She watched this sink in.
'And now let me help you out of the door,' she added.
Weaver was never quite certain about what happened next. Granny, usually so sure on her feet, seemed to trip over one of his sticks as she went through the door, and fell backward, holding his shoulders, and somehow her knee came up and hit a spot on his backbone as she twisted sideways, and there was a click–
'Aargh!'
'Sorry!'
'Me back! Me back!'
Still, Jarge reasoned later, she was an old woman. And she might be getting clumsy and she'd always been daft, but she made good potions. They worked damn' fast, too. He was carrying his sticks by the time he got home.
Granny watched him go, shaking her head.
People were so blind, she reflected. They preferred to believe in gibberish rather than chiropracty.
Of course, it was just as well this was so. She'd much rather they went 'oo' when she seemed to know who was approaching her cottage than work out that it conveniently overlooked a bend in the track, and as for the door‑latch and the trick with the length of black thread...
But what had she done? She'd just tricked a rather dim old man.
She'd faced wizards, monsters and elves... and now she was feeling pleased with herself because she'd fooled Jarge Weaver, a man who'd twice failed to become Village Idiot through being overqualified.

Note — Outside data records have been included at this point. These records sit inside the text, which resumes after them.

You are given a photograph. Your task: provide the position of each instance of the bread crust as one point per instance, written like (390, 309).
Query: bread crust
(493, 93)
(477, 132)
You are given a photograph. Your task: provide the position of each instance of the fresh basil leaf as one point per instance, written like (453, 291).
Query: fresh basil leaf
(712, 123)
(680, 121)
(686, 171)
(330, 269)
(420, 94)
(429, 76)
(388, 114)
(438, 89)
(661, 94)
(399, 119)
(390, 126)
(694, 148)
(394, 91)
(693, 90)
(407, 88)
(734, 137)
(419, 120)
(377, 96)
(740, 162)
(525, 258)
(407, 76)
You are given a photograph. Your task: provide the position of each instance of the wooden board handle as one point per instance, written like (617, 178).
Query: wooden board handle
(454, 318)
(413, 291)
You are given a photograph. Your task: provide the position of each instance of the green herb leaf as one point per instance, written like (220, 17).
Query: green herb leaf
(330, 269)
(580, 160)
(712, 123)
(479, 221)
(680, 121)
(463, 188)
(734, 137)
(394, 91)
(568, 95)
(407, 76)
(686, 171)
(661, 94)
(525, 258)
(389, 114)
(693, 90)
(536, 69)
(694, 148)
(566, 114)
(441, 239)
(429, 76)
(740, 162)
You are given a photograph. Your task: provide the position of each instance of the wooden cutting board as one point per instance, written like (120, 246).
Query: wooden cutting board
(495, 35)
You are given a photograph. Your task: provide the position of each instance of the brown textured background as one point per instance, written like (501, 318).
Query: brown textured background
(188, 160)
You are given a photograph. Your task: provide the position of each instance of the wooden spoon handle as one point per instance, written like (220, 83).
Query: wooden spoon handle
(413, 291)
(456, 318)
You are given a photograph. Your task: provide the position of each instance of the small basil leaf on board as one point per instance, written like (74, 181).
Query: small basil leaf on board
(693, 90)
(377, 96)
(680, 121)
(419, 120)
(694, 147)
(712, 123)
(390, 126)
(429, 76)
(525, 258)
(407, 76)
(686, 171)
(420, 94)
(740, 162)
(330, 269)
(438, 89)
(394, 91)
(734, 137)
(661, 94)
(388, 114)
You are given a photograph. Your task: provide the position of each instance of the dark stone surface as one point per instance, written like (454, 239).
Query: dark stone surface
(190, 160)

It was the slippery slope. Next thing it'd be cackling and gibbering and luring children into the oven. And it wasn't as if she even liked children.
For years Granny Weatherwax had been contented enough with the challenge that village witchcraft could offer. And then she'd been forced to go travelling, and she'd seen a bit of the world, and it had made her itchy–especially at this time of the year, when the geese were flying overhead and the first frost had mugged innocent leaves in the deeper valleys.